Rusia necesita urgentemente ante su opinión, la Duma, el ejército, una población entre la apertura internacional y el nacionalismo, encontrar alguna función internacional general. La falta de inserción o la inserción parcial y coyuntural de Rusia en el sistema, europeo primero, luego general, es un gran problema para todos, para Europa desde la disolución del concierto construido en el Congreso de Viena. Una Rusia insegura de sí misma en una geografía sin límites, con una sociedad poco vertebrada es el gran problema a medio plazo. Un historiador británico, un generalista que comenzó siendo un especialista en Europa del Este, autor de un libro que lleva camino de ser la obra estándar Europe, a history, Oxford 1996, Norman Davies, decía hace días a Le Monde que "Europa no insertaría a Rusia en un concierto y que en dos o tres décadas la gran cuestión europea sería de nuevo el problema ruso". Mirando la acción de unos y otros y el menguado esfuerzo que todos hacemos para evitarlo, la predicción es tan amenazadora que casi todo lo demás se coloca a una distancia mayor. Quiera Dios que no sea así. Si Rusia obtuviese una función en el sistema, mucho podría hacer para que las mismas Naciones Unidas se vitalizasen.

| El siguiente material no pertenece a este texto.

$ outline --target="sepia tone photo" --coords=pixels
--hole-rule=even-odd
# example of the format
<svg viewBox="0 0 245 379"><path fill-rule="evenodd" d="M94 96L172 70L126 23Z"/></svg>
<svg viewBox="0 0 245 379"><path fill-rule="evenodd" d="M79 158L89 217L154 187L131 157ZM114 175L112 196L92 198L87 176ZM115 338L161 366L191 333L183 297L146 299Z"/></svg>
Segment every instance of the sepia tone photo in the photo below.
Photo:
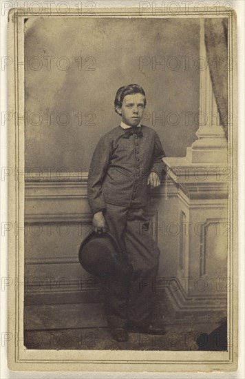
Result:
<svg viewBox="0 0 245 379"><path fill-rule="evenodd" d="M9 15L10 367L235 369L235 14L93 4Z"/></svg>

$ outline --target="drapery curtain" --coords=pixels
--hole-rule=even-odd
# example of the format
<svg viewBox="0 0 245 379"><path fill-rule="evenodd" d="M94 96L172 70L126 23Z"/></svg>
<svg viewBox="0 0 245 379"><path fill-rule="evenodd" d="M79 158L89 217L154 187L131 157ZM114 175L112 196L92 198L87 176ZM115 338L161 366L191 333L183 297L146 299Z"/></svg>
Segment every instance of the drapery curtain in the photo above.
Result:
<svg viewBox="0 0 245 379"><path fill-rule="evenodd" d="M228 74L233 63L228 57L227 30L227 19L205 19L206 56L220 123L226 138L228 123L232 122L232 115L228 111Z"/></svg>

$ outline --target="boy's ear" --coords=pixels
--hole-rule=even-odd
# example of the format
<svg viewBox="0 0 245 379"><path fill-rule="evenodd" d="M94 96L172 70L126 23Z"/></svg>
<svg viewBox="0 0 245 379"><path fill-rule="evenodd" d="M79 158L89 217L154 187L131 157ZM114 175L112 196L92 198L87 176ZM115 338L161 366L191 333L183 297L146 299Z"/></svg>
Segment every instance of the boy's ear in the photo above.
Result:
<svg viewBox="0 0 245 379"><path fill-rule="evenodd" d="M118 106L116 107L116 112L118 113L118 114L122 114L121 108Z"/></svg>

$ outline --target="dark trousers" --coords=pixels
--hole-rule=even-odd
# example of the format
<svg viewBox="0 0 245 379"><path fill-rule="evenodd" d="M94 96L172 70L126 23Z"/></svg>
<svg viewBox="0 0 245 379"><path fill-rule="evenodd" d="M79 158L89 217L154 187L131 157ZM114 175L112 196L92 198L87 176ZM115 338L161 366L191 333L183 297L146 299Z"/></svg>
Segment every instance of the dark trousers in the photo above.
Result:
<svg viewBox="0 0 245 379"><path fill-rule="evenodd" d="M122 254L121 269L102 281L108 325L112 328L127 324L148 325L156 303L152 283L160 254L149 229L149 220L142 208L108 203L105 217Z"/></svg>

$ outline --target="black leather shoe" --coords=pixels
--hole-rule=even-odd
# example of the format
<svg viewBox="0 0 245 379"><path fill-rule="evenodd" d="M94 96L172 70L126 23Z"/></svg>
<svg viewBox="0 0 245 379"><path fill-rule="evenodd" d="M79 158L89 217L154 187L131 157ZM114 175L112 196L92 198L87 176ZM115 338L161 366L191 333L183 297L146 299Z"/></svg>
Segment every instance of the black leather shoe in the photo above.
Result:
<svg viewBox="0 0 245 379"><path fill-rule="evenodd" d="M127 331L123 328L111 329L111 336L114 340L120 342L127 341Z"/></svg>
<svg viewBox="0 0 245 379"><path fill-rule="evenodd" d="M146 334L166 334L166 329L164 327L153 327L153 325L147 325L145 327L129 326L127 331L131 333L145 333Z"/></svg>

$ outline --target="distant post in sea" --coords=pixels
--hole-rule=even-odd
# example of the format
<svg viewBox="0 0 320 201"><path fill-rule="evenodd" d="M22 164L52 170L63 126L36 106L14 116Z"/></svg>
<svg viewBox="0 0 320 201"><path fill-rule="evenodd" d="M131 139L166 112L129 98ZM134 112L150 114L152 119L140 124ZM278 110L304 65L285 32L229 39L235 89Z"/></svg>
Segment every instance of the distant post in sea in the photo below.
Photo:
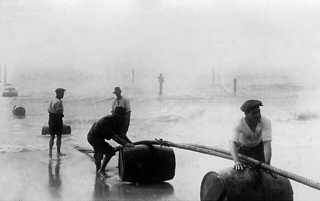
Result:
<svg viewBox="0 0 320 201"><path fill-rule="evenodd" d="M212 83L214 84L214 69L212 69Z"/></svg>
<svg viewBox="0 0 320 201"><path fill-rule="evenodd" d="M4 84L6 83L6 66L4 65Z"/></svg>
<svg viewBox="0 0 320 201"><path fill-rule="evenodd" d="M234 94L236 95L236 79L234 79Z"/></svg>
<svg viewBox="0 0 320 201"><path fill-rule="evenodd" d="M160 91L159 92L159 95L162 95L162 83L164 82L164 77L162 76L162 73L160 73L160 76L158 77L159 81L158 81L160 84Z"/></svg>

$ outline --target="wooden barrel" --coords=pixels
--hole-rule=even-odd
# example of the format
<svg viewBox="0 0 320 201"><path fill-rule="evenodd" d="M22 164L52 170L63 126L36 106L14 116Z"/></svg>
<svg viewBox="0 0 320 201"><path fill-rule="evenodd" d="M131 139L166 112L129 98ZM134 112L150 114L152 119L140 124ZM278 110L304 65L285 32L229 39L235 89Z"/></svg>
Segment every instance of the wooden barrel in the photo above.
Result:
<svg viewBox="0 0 320 201"><path fill-rule="evenodd" d="M174 150L160 145L136 145L119 152L119 176L124 182L150 184L174 177Z"/></svg>
<svg viewBox="0 0 320 201"><path fill-rule="evenodd" d="M23 107L15 105L12 109L12 113L14 116L24 116L26 109Z"/></svg>
<svg viewBox="0 0 320 201"><path fill-rule="evenodd" d="M12 84L10 83L4 83L4 86L12 86Z"/></svg>
<svg viewBox="0 0 320 201"><path fill-rule="evenodd" d="M14 87L4 87L4 89L6 91L15 91L16 90L16 88Z"/></svg>
<svg viewBox="0 0 320 201"><path fill-rule="evenodd" d="M292 201L289 180L264 170L232 168L208 173L201 183L202 201Z"/></svg>
<svg viewBox="0 0 320 201"><path fill-rule="evenodd" d="M2 96L4 97L14 97L18 96L18 92L16 91L4 91Z"/></svg>
<svg viewBox="0 0 320 201"><path fill-rule="evenodd" d="M64 124L62 126L62 134L70 135L71 134L71 127L70 126ZM49 133L49 125L48 124L44 124L41 130L41 135L50 135Z"/></svg>

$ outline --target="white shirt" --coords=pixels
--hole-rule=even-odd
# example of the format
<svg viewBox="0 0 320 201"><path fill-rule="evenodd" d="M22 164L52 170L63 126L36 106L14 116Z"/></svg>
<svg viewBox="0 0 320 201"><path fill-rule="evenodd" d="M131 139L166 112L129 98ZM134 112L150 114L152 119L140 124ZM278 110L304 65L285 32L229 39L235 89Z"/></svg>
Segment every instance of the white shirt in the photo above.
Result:
<svg viewBox="0 0 320 201"><path fill-rule="evenodd" d="M230 141L240 143L244 147L252 147L261 142L272 140L271 122L262 116L261 121L256 125L256 132L252 131L246 121L246 117L242 118L234 128Z"/></svg>
<svg viewBox="0 0 320 201"><path fill-rule="evenodd" d="M114 101L112 103L112 111L114 111L116 107L122 107L126 109L126 113L128 112L131 112L130 109L130 102L129 100L126 98L122 96L121 98L119 100L116 98L114 99Z"/></svg>

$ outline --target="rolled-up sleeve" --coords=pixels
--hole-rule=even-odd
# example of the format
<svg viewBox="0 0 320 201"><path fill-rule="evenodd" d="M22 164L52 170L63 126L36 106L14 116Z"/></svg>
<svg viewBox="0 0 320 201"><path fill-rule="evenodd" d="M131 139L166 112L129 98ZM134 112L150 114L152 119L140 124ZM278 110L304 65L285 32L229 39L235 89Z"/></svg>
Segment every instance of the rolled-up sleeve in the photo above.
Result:
<svg viewBox="0 0 320 201"><path fill-rule="evenodd" d="M268 119L265 119L262 122L262 140L268 141L272 140L272 131L271 129L271 122Z"/></svg>
<svg viewBox="0 0 320 201"><path fill-rule="evenodd" d="M229 141L234 141L238 143L239 141L239 136L240 136L240 127L239 125L240 122L234 129L234 132L232 133Z"/></svg>

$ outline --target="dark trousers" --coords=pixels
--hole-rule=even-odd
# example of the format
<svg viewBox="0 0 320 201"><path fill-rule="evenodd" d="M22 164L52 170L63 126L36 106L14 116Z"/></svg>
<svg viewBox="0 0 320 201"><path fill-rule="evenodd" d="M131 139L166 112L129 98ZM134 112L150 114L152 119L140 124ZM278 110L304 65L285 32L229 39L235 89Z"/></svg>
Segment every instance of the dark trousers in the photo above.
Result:
<svg viewBox="0 0 320 201"><path fill-rule="evenodd" d="M246 147L238 144L238 153L248 157L252 158L259 161L266 162L264 152L264 142L262 141L254 147Z"/></svg>
<svg viewBox="0 0 320 201"><path fill-rule="evenodd" d="M50 113L48 123L50 135L62 135L64 125L62 118L58 118L56 114Z"/></svg>

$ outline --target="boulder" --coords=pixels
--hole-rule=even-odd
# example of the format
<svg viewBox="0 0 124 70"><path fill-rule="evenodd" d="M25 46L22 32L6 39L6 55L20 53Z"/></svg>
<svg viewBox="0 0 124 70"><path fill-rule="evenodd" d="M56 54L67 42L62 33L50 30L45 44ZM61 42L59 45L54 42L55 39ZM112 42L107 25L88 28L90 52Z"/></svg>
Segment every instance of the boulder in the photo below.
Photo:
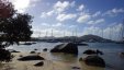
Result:
<svg viewBox="0 0 124 70"><path fill-rule="evenodd" d="M47 51L47 48L44 48L43 51Z"/></svg>
<svg viewBox="0 0 124 70"><path fill-rule="evenodd" d="M78 47L76 44L74 43L65 43L65 44L60 44L55 46L50 52L66 52L66 54L78 54Z"/></svg>
<svg viewBox="0 0 124 70"><path fill-rule="evenodd" d="M95 52L95 50L88 49L88 50L83 51L83 54L92 55L92 54L97 54L97 52Z"/></svg>
<svg viewBox="0 0 124 70"><path fill-rule="evenodd" d="M36 54L35 51L31 51L30 54Z"/></svg>
<svg viewBox="0 0 124 70"><path fill-rule="evenodd" d="M21 57L18 60L21 61L27 61L27 60L45 60L43 57L34 55L34 56L25 56L25 57Z"/></svg>
<svg viewBox="0 0 124 70"><path fill-rule="evenodd" d="M105 67L104 60L99 56L88 56L84 58L84 62L88 66Z"/></svg>
<svg viewBox="0 0 124 70"><path fill-rule="evenodd" d="M35 66L35 67L41 67L41 66L44 66L44 62L41 61L41 62L35 63L34 66Z"/></svg>

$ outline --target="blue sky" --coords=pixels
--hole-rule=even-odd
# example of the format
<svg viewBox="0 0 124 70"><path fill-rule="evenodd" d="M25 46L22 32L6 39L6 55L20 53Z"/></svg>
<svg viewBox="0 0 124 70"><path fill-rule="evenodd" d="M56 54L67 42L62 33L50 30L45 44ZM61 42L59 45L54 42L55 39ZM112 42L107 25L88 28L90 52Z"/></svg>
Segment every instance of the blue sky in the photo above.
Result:
<svg viewBox="0 0 124 70"><path fill-rule="evenodd" d="M18 12L34 16L32 36L94 34L120 39L124 0L10 0ZM74 33L72 33L74 32ZM110 33L111 32L111 33ZM40 34L41 33L41 34Z"/></svg>

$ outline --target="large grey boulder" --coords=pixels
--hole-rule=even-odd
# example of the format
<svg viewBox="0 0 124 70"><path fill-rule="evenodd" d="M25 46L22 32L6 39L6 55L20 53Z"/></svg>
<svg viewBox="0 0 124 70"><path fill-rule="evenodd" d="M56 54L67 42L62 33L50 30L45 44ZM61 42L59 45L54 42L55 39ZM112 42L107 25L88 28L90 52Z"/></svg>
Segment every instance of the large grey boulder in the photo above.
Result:
<svg viewBox="0 0 124 70"><path fill-rule="evenodd" d="M33 56L21 57L18 60L27 61L27 60L45 60L45 59L43 57L41 57L41 56L33 55Z"/></svg>
<svg viewBox="0 0 124 70"><path fill-rule="evenodd" d="M105 67L104 60L99 56L88 56L83 60L88 66Z"/></svg>
<svg viewBox="0 0 124 70"><path fill-rule="evenodd" d="M78 55L78 47L74 43L65 43L55 46L50 52L66 52L66 54L75 54Z"/></svg>

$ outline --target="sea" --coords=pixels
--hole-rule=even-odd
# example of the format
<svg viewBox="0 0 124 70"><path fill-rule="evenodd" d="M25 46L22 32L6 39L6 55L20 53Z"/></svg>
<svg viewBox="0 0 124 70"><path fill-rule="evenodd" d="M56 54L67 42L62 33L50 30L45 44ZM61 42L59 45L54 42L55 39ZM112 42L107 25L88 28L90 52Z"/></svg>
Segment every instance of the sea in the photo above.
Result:
<svg viewBox="0 0 124 70"><path fill-rule="evenodd" d="M48 49L47 57L49 60L58 60L58 61L68 61L71 65L76 65L79 61L79 58L84 58L88 55L84 55L83 51L87 49L101 50L104 55L100 55L105 61L105 68L90 67L86 65L81 65L80 67L83 70L124 70L124 56L121 56L120 52L124 52L124 44L115 44L115 43L87 43L88 46L78 46L78 56L71 56L66 54L52 54L49 50L54 48L56 45L61 43L44 43L37 42L33 45L12 45L8 47L8 49L15 49L23 52L30 52L34 49L37 49L37 52L43 52L44 48Z"/></svg>

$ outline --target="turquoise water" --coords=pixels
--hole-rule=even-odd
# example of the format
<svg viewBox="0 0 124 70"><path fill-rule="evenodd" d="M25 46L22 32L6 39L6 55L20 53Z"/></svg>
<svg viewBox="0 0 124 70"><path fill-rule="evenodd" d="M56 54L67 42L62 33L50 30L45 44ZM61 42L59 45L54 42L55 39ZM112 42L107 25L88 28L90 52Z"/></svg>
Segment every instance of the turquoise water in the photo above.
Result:
<svg viewBox="0 0 124 70"><path fill-rule="evenodd" d="M44 48L48 48L50 50L54 46L60 43L37 43L31 46L25 45L13 45L10 46L10 49L15 49L20 51L27 51L34 50L35 48L38 49L37 51L42 52ZM94 70L124 70L124 57L121 57L119 54L124 51L124 45L114 44L114 43L88 43L89 46L78 46L78 57L65 54L50 54L48 52L48 57L52 60L61 60L61 61L69 61L71 63L77 63L80 57L86 57L82 52L87 49L99 49L104 52L101 57L105 60L106 67L104 69L97 69ZM83 66L82 66L83 67ZM86 66L84 66L86 67ZM92 69L86 69L92 70Z"/></svg>

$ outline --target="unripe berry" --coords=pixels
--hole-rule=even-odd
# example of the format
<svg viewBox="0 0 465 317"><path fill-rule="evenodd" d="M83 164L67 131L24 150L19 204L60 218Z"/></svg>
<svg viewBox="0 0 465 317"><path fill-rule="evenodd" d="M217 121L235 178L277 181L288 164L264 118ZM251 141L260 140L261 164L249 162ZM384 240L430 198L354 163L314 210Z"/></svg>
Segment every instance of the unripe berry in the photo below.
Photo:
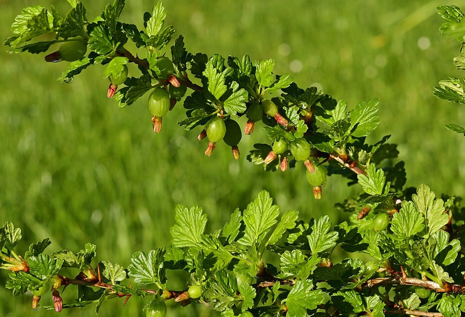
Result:
<svg viewBox="0 0 465 317"><path fill-rule="evenodd" d="M73 62L80 59L87 51L87 46L81 39L71 39L62 44L58 50L45 56L48 62L59 62L66 60Z"/></svg>
<svg viewBox="0 0 465 317"><path fill-rule="evenodd" d="M191 298L198 298L202 294L202 288L200 285L192 285L187 291Z"/></svg>
<svg viewBox="0 0 465 317"><path fill-rule="evenodd" d="M373 229L380 231L388 228L389 225L389 216L384 211L380 212L373 219Z"/></svg>
<svg viewBox="0 0 465 317"><path fill-rule="evenodd" d="M207 124L207 137L210 142L220 142L226 134L224 120L217 116L213 117Z"/></svg>
<svg viewBox="0 0 465 317"><path fill-rule="evenodd" d="M174 72L173 63L169 58L164 56L158 57L156 65L160 71L162 78L168 79L170 75Z"/></svg>
<svg viewBox="0 0 465 317"><path fill-rule="evenodd" d="M146 317L165 317L166 316L166 304L163 300L154 299L146 309Z"/></svg>
<svg viewBox="0 0 465 317"><path fill-rule="evenodd" d="M154 116L162 118L170 110L170 94L162 88L157 88L148 97L148 108Z"/></svg>
<svg viewBox="0 0 465 317"><path fill-rule="evenodd" d="M300 138L291 142L291 153L296 160L305 160L310 156L310 145Z"/></svg>
<svg viewBox="0 0 465 317"><path fill-rule="evenodd" d="M281 154L288 149L288 144L284 140L275 141L273 142L273 151L277 154Z"/></svg>
<svg viewBox="0 0 465 317"><path fill-rule="evenodd" d="M307 171L307 180L312 186L321 186L326 184L328 171L322 165L315 166L315 172Z"/></svg>

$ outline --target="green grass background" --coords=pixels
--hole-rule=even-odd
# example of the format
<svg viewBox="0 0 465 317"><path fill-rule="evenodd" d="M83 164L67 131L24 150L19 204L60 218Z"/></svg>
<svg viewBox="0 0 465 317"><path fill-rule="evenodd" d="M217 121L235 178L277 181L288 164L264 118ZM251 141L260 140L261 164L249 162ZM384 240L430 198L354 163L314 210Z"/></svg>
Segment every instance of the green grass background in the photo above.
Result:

4) La crisis con Irak ha enfocado de nuevo un tremendo y cruel reflector sobre la inocuidad de la Unión Europea como sujeto internacional. Ni siquiera la cuestión técnico-jurídica de la personalidad jurídica internacional de la Unión llegó a considerarse ni en Maastricht ni en Amsterdam. No se trata de que no avanzar en la cuestión institucional -en la reforma de los tratados en cuestiones de defensa y de política exterior- detenga la integración. Al revés, la falta de afirmación de un modelo económico con trazos propios, y la falta de una percepción común de la situación mundial, es lo que hace que los avances económicos -notables- y la misma vida de las instituciones no defina hacia fuera la Unión como sujeto activo y relajante. La Unión pudo, a escala europea, jugar esa colaboración y esa motivación que se ha propuesto muchas veces Francia y que en esta ocasión llevó a cabo. No es imposible. Pero no hay desgraciadamente muchos indicios de que lo vaya a realizar, No es que siguiendo el consejo del filósofo nos dediquemos a cultivar nuestro jardín, es que no sabemos dónde está este huerto, ni con quién es medianero, ni tampoco que está abierto a vientos algunas veces huracanados.